納品書のウラ書き 特別号「交換不可能でかけがえのない優しさの記憶」
2024-09-10
2024-10-01
復刊前から話題を呼んだ『長電話』の発売前重版が決定いたしました。
現在、バリューブックスの以下のサイト、全国の書店から購入可能です。
今回の復刊によせて編集者・若林恵氏や哲学者・國分功一郎、小説家・朝吹真理子氏、ラッパー・TaiTan氏らによるコメントを公開します。
「ププーッ・プーッ・プーッ……グッギリ・グッギリギ・グッギリ……プーッ・プーッ・ププー・プッ」まで再現した、ほとんど手を加えていないように思われる、ライブ感にこだわった文字起こしにも、異様に充実した、匿名の執筆者による脚注にも、〈知りたい〉という時代の渇望が映し出されている。高橋悠治についても知りたい、坂本龍一についても知りたい、彼らが話していることも知りたい、彼らがどんな風に話しているのかも知りたい、とにかく知りたい、知りたいんだ!それは僕が少しだけ知っている八〇年代のもう一つの姿である。昔々の、インターネットなど影も形もない時代、プラザ合意もまだ先だ。日本社会は浮かれつつあった。けれどもそこにはまだ〈知ること〉に対する粗野な欲望がこんな形で生きていた。今の人たちがどんな風にこの本を読むのかは知らないが、そこにあふれる〈とにかく知りたい、知りたいんだ!〉は僕にとって活力の源だ。
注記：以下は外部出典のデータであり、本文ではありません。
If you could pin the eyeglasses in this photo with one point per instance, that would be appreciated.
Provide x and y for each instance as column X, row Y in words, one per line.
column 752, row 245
本をひらくと、ふたりがいましゃべりはじめたようにきこえてくる。言葉は、読むひとがいるかぎり、新鮮に、何度も生まれなおす。
電話での会話は、文字になることはないから、切った後、おしゃべりした体感だけ残るものなのに、通話が文字で残ってしまった。約40年前の通話記録だけれど、いまとなにが違うのだろうと思って怖くもなる。
時間は、昨日今日明日へと一本の線でつづいているようにふるまっているだけで、現在(いま)はあらゆる時間とつながって同時に流れている。その感覚を読みながら思いだしていた。
言葉が遅くて安心する。これだけ博識同士の会話なのだから、さっさと結論を急げばいいのに、ふたりはそうしない。あくまでも会話のための会話を楽しむように、意味よりもリズムを、情報よりも冗談を、断定よりも可能性を、常に優先する。どんなに議論が深まって核心へ迫っても、どちらかが必ず筋を逸らして、「フフフッフ」とか笑いながら別の話題へと逃げてしまうのだ。無論、その度に、読者は宙吊りになる。だけれども、なぜだろう。そうしたやりとりの応酬が、現代を生きる私には羨ましい。ふたりは普通に会話をしているだけだろうに、たったそれだけのことが充分に羨ましい。総じて、言葉が論破だとか動員だとかの道具に成り果てた時代の処方箋として読んだ。今、復刊されることに価値がある。
若林恵(編集者・黒鳥社)による長文レビューは以下よりご覧いただけます。
『長電話』は、1984年に坂本龍一主宰の出版社《本本堂》から最初に出版された、 作曲家・ピアニストの高橋悠治と坂本龍一の対話を収録した一冊です。
長電話で語られる内容は音楽や芸術の枠を超え、多岐に渡り、二人の軽妙な会話から飛び出す言葉の数々は大きな示唆に富むものでした。事実、この本は“長電話“という手法も含め、多くのアーティストに影響を与えることとなり、絶版である今では幻の名著と呼ばれるに至っています。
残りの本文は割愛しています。